L’un de leurs porte-paroles, Yancouba Diémé, par ailleurs coordonnateur dans le département de Bignona du parti Pastef/ Les Patriotes et de la coalition Yawwi Askan Wi (YAW) dans le même département, a indiqué qu’ils avaient juste déposé sur la table du préfet de Ziguinchor une déclaration de manifestation pacifique prévue ce vendredi 17 juin 2022. Cette manifestation est, selon lui, une marche devant débuter à 15H au terrain de Jattir, au quartier Lyndiane, situé à la périphérie sud-ouest de la commune de Ziguinchor, pour se terminer sur la place Aline Sioté Diatta, soit en l’entrée nord-est de la capitale sud.
A l’en croire, à leur grande surprise, leur marche, une première d’envergure régionale prévue par l’inter-coalition YAW/WALLU, a été tout bonnement interdite par l’autorité préfectorale pour « risque sérieux de trouble à l’ordre public ».

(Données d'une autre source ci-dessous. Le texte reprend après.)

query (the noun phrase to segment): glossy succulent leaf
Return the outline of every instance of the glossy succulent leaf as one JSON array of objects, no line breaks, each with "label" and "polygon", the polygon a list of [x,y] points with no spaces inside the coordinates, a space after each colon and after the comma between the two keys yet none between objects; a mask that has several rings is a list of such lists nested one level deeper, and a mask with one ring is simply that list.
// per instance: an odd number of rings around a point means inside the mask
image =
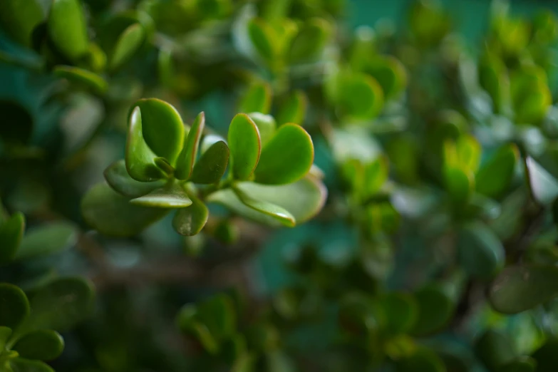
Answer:
[{"label": "glossy succulent leaf", "polygon": [[310,135],[296,124],[285,124],[264,147],[254,172],[255,181],[283,185],[302,178],[314,162]]},{"label": "glossy succulent leaf", "polygon": [[205,204],[192,193],[189,193],[188,196],[192,205],[176,211],[172,219],[172,227],[178,234],[191,237],[202,231],[207,222],[210,211]]},{"label": "glossy succulent leaf", "polygon": [[265,146],[269,142],[269,140],[273,138],[277,129],[275,119],[271,115],[262,114],[261,113],[251,113],[248,114],[248,116],[258,127],[262,145]]},{"label": "glossy succulent leaf", "polygon": [[544,265],[511,266],[490,287],[489,299],[495,310],[504,314],[525,311],[558,296],[558,267]]},{"label": "glossy succulent leaf", "polygon": [[481,222],[463,226],[458,236],[459,261],[467,274],[490,279],[503,267],[505,252],[496,234]]},{"label": "glossy succulent leaf", "polygon": [[79,67],[59,65],[52,72],[56,76],[91,88],[98,93],[104,93],[108,87],[108,83],[103,77]]},{"label": "glossy succulent leaf", "polygon": [[221,180],[229,164],[230,150],[224,141],[216,142],[194,166],[190,180],[195,183],[215,183]]},{"label": "glossy succulent leaf", "polygon": [[14,40],[30,46],[35,27],[44,19],[41,4],[36,0],[0,1],[0,25]]},{"label": "glossy succulent leaf", "polygon": [[110,59],[110,68],[115,70],[129,61],[145,39],[145,31],[141,24],[129,26],[118,36]]},{"label": "glossy succulent leaf", "polygon": [[269,216],[284,226],[292,227],[296,223],[294,217],[284,208],[267,201],[254,199],[238,187],[234,187],[234,191],[240,202],[249,208]]},{"label": "glossy succulent leaf", "polygon": [[294,91],[280,105],[277,113],[277,123],[279,125],[286,123],[301,125],[307,110],[308,97],[303,91]]},{"label": "glossy succulent leaf", "polygon": [[16,255],[25,230],[25,216],[16,212],[0,222],[0,265],[6,264]]},{"label": "glossy succulent leaf", "polygon": [[53,0],[48,21],[48,36],[66,57],[76,61],[89,48],[87,24],[79,0]]},{"label": "glossy succulent leaf", "polygon": [[28,259],[51,254],[75,244],[78,240],[76,226],[70,222],[53,222],[30,229],[21,239],[15,259]]},{"label": "glossy succulent leaf", "polygon": [[175,165],[185,137],[185,126],[178,111],[157,98],[139,100],[134,106],[141,110],[142,130],[148,146]]},{"label": "glossy succulent leaf", "polygon": [[477,192],[498,197],[509,187],[520,153],[515,145],[500,148],[479,169],[475,176]]},{"label": "glossy succulent leaf", "polygon": [[192,124],[184,148],[178,155],[175,175],[179,180],[187,180],[192,176],[194,163],[197,155],[197,148],[205,128],[205,114],[200,113]]},{"label": "glossy succulent leaf", "polygon": [[[252,197],[279,205],[292,215],[296,223],[302,223],[316,215],[322,208],[327,190],[318,180],[305,177],[302,180],[280,186],[239,182],[237,187]],[[280,226],[276,219],[244,205],[231,190],[222,190],[211,194],[208,202],[223,205],[232,211],[254,221],[272,226]]]},{"label": "glossy succulent leaf", "polygon": [[166,208],[134,205],[130,199],[100,183],[81,200],[81,212],[86,222],[101,234],[113,237],[135,235],[169,212]]},{"label": "glossy succulent leaf", "polygon": [[126,170],[130,177],[137,181],[155,181],[162,178],[164,173],[155,163],[157,155],[144,140],[142,122],[141,110],[136,107],[130,117],[126,142]]},{"label": "glossy succulent leaf", "polygon": [[58,332],[41,329],[21,337],[11,349],[26,359],[51,361],[62,353],[64,340]]},{"label": "glossy succulent leaf", "polygon": [[155,189],[149,194],[132,199],[130,203],[155,208],[185,208],[192,205],[192,200],[182,185],[172,182]]},{"label": "glossy succulent leaf", "polygon": [[0,326],[15,329],[29,314],[29,302],[24,291],[8,283],[0,283]]},{"label": "glossy succulent leaf", "polygon": [[254,83],[242,96],[238,105],[241,113],[269,113],[272,105],[272,87],[269,83]]},{"label": "glossy succulent leaf", "polygon": [[128,197],[139,197],[165,185],[166,181],[159,180],[149,182],[136,181],[128,174],[123,160],[111,164],[104,172],[105,180],[115,191]]},{"label": "glossy succulent leaf", "polygon": [[237,180],[247,180],[256,169],[262,151],[257,125],[245,114],[237,114],[229,127],[232,173]]}]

Pour lui, « nous informons l’opinion nationale et internationale, les Sénégalais d’ici et de la diaspora, que nous maintenons notre marche pacifique aux date et heure prévues ».
Lui emboîtant le pas, l’autre porte-parole à savoir l’activiste Guy Marius Sagna, qui a déclaré qu’il était « venu à Ziguinchor sur invitation de mes camarades de Yewwi Askan Wi des départements d’Oussouye, de Bignona et de Ziguinchor pour participer à leur marche pacifique prévue ce vendredi 17 juin ».
Ajoutant en ces termes : « je ne compte pas venir jusqu’à Ziguinchor pour ne pas participer à cette marche, par conséquent, nous maintenons notre marche et le départ est prévu au terrain de Jattir à 15H, soit après la prière du vendredi ».
Côté sécurité, les Ziguinchorois ont remarqué que depuis le début du mois de juin, soit peu avant l’organisation de la mobilisation nationale de l’inter-coalition YAW/WALLU à la place de la nation de Dakar, des mouvement incessants de forces de sécurité étaient perceptibles dans leur ville. Mieux, le 13 juin dernier, jour du délibéré du procès dit des prévenus du massacre de Boffa Bayotte, quelques positions stratégiques de la capitale sud ont été momentanément occupées par des véhicules des forces de sécurité. C’était le cas des ronds-points Aline Sitoé Diatta et Jean-Paul 2, entre autres.